Die Eifel, bekannt für ihre malerischen Straßen und kurvenreichen Strecken, ist ein beliebtes Ziel für Motorradfahrer. Leider kommt es hier immer wieder zu schweren Unfällen. Dieser Artikel analysiert die aktuelle Motorradunfallstatistik in der Eifel, beleuchtet die Hauptursachen und stellt die Maßnahmen zur Verbesserung der Verkehrssicherheit vor.
Gefahrenstellen und Unfälle im Eifelkreis Bitburg-Prüm
Der Eifelkreis Bitburg-Prüm in Rheinland-Pfalz, gehört zum Regierungsbezirk Trier.
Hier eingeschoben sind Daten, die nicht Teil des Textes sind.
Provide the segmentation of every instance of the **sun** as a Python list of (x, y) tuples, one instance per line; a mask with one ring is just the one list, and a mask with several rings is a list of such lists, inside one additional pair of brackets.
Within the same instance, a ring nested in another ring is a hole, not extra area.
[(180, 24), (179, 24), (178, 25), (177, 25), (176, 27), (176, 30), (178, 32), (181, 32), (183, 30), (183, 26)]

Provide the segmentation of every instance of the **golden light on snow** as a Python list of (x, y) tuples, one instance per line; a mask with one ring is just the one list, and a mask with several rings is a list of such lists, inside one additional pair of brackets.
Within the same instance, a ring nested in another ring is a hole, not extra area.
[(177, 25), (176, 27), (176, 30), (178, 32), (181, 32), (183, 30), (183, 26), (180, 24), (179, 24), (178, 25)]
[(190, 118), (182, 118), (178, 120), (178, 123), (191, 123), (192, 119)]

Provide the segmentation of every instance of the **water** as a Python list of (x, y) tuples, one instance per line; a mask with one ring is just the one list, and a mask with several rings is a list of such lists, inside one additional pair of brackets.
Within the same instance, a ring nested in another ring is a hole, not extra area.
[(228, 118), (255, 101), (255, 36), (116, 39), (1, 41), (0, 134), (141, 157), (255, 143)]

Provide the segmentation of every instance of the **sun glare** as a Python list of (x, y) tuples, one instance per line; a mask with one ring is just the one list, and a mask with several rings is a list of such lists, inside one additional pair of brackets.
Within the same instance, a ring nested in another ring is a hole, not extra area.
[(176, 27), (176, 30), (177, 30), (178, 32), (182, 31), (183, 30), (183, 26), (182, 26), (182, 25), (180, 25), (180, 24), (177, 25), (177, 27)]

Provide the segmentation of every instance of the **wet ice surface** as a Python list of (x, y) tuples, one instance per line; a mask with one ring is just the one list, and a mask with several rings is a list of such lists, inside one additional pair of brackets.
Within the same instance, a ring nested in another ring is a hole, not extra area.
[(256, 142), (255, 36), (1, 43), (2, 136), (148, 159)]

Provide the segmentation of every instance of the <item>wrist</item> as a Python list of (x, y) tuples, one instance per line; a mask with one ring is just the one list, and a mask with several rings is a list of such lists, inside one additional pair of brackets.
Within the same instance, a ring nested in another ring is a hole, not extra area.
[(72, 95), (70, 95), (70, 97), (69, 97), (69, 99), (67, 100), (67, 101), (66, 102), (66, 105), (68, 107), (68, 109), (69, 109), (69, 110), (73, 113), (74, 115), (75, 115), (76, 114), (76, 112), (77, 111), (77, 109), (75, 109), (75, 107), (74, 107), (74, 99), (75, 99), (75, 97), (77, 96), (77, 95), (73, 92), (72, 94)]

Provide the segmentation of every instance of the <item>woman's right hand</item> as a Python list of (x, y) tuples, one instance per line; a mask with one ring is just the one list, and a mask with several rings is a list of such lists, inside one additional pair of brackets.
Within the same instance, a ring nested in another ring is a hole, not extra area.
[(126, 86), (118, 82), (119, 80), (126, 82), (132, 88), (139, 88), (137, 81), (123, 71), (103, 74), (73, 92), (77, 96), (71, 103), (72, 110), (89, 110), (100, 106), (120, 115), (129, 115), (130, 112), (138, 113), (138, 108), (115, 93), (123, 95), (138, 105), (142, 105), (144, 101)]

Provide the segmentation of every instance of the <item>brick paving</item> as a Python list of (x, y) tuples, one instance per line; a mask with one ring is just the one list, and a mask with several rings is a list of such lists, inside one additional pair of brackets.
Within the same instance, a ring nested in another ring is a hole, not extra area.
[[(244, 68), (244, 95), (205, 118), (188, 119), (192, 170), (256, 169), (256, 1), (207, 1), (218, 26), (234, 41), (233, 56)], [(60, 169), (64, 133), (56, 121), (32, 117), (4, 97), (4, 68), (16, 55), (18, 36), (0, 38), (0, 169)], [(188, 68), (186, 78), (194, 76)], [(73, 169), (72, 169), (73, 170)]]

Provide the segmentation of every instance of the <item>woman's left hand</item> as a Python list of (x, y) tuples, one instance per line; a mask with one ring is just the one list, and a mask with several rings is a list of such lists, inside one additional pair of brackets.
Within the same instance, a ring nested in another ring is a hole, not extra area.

Im Jahr 2018 gab es auf den ca. 1.647,8 Kilometern Straße in Eifelkreis Bitburg-Prüm (davon 53 km Autobahn, 196 km Bundesstraße, 614 km Landstraße, 755 km Kreisstraße und 31,3 Kilometern Gemeindestraße) insgesamt 13 Verkehrstote und 377 Verletzte zu beklagen. Das sind 3,84 Verletzte pro 1000 Einwohner. Mit diesen Unfallzahlen liegt Eifelkreis Bitburg-Prüm bundesweit nahe dem Durchschnitt in der Verkehrsunfallstatistik, der Durchschnitt beträgt 3,71. Fußgänger (4%), Radfahrer (4%), Motorrad/Mofa (14%), Pkw (71%), Lkw (7%), Bus (0%) sind diejenigen Verkehrsteilnehmer, die bei Unfällen mit Personenschaden überwiegend betroffen waren.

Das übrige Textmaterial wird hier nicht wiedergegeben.